Couchbase frequently gives BucketNotFoundError

Hi, there!

TL;DR:
Starting from last week, we start to observe that our ETL pipelines written in python3 frequently raise the bucket not found error while trying to connect to our two node Couchbase cluster running on a local k8s cluster:

couchbase.exceptions._BucketNotFoundError_0x19 (generated, catch BucketNotFoundError): <RC=0x19[The bucket requested does not exist], There was a problem while trying to send/receive your request over the network. This may be a result of a bad network or a misconfigured client or server, C Source=(src/bucket.c,1071)>

The problem can be temporarily solved by completely restarting the Couchbase cluster. Both the k8s cluster and Couchbase do have a lot of unused resources and are running on the same machines as the ETL pipeline. Query from the web UI and cbq inside the server container works normally. I tried drilling into the logs but haven’t found any useful clues. We also tried upgrading couchbase from 6.0.3 to 6.5.1 but the problem is still there. Any hints or help will be greatly appreciated. The k8s and couchbase configs are as follow:

kubernetes:

  • two nodes running ubuntu 18.04, having 50% CPU and 60% RAM unused
  • k8s v1.16.3

Couchbase:

  • 2 nodes cluster
  • server: enterprise 6.5.1 (also tried enterprise 6.0.3)
  • client: couchbase python sdk 2.5.1, python 3.7

Long version:

We have a two node couchbase cluster setup on our kubernetes dev cluster. The Couchbase cluster were setup manually by applying several k8s yamls as we don’t have a k8s volume provisioner around. Going to public cloud could make life easier but this is not an option for us due to security concern. The cluster was set up at the beginning of this year, and ran into this issue a few times before. The ETL pipelines and Couchbase work fine for roughly two months and start to raise the error until we do a complete restart of Couchbase. The current wave of issue started around a week ago, and the error shows up almost every day.

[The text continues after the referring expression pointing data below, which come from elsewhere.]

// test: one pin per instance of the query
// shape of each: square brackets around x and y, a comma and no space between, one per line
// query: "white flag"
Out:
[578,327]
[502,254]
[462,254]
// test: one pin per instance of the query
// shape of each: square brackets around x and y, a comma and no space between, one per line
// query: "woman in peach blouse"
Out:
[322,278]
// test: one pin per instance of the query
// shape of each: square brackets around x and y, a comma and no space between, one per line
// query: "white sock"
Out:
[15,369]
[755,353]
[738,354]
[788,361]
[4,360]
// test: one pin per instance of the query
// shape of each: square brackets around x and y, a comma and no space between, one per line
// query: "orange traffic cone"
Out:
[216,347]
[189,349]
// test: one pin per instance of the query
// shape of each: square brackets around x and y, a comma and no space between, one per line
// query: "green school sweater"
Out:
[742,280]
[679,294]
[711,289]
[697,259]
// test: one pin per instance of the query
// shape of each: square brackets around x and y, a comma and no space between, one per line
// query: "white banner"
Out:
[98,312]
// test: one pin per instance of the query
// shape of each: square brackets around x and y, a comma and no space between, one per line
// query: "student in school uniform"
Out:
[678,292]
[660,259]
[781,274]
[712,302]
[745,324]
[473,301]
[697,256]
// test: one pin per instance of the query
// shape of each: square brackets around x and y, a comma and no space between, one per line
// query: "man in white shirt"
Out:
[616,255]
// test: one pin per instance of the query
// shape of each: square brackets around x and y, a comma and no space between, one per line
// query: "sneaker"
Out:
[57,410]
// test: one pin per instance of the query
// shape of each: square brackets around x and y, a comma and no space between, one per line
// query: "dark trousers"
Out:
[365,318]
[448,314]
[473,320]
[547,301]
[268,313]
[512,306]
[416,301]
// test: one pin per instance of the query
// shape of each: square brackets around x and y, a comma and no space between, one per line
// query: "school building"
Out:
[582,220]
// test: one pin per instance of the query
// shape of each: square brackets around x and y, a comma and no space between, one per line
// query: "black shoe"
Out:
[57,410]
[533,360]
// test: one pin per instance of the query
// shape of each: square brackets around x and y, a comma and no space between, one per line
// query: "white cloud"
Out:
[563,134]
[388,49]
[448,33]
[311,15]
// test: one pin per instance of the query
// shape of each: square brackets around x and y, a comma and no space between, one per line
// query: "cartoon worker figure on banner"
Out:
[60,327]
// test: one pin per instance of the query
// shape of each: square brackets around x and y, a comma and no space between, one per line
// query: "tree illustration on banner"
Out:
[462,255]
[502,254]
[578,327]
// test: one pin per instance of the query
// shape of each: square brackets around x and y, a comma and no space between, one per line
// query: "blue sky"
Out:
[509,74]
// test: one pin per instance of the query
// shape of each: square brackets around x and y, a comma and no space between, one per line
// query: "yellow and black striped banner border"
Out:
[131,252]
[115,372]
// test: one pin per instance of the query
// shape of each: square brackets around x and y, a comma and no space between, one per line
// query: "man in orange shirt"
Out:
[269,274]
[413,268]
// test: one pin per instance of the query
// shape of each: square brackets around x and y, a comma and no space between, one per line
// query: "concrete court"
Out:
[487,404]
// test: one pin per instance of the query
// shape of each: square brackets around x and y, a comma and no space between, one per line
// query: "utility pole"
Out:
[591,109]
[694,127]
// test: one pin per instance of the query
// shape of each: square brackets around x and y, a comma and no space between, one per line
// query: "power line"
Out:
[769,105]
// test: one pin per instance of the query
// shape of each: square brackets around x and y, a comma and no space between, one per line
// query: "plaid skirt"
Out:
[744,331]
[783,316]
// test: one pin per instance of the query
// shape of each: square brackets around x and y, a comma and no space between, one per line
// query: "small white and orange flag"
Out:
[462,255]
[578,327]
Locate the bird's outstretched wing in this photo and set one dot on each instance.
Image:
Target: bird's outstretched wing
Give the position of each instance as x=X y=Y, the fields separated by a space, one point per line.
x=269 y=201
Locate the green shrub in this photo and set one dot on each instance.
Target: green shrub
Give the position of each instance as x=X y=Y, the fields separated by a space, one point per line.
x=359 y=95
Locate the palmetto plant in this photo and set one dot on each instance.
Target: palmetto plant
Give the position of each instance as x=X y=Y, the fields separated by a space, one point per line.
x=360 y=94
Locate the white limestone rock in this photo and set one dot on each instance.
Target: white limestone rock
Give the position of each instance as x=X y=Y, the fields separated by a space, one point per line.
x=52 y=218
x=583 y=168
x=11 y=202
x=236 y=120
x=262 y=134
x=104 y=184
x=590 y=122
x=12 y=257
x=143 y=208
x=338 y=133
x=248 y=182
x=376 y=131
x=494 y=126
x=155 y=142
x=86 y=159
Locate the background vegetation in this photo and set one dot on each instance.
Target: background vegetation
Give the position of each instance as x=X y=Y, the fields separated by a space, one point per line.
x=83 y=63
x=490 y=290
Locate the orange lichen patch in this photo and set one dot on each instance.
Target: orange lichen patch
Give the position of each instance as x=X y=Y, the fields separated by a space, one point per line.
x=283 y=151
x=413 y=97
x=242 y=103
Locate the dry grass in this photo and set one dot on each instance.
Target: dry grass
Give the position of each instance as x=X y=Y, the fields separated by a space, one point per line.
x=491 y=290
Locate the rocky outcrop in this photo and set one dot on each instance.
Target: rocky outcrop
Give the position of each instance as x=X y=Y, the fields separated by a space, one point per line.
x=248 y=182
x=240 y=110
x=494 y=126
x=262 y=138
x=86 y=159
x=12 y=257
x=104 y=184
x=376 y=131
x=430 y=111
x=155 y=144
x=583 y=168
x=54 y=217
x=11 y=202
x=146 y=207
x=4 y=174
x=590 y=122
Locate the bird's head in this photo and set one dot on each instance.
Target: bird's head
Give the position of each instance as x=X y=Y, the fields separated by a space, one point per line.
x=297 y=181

We use Couchbase as the main storage for a few Apache airflow ETL pipelines under development. The pipelines crawl some pdf files from the internet and store the metadata as well as the extracted text from pdf into couchbase. We have three active buckets, the one that causes problem has around 12k documents and a few indices on different short string fields. This bucket does not have many new documents coming in every day, but each file can be up to several MB and we have post processing revisiting the document multiple times after it is created. Other pipelines connecting to other buckets with more smaller documents are working normally. It would be a great help if someone can point me to the relevant log or code.

Thank you in advance.

-Jeff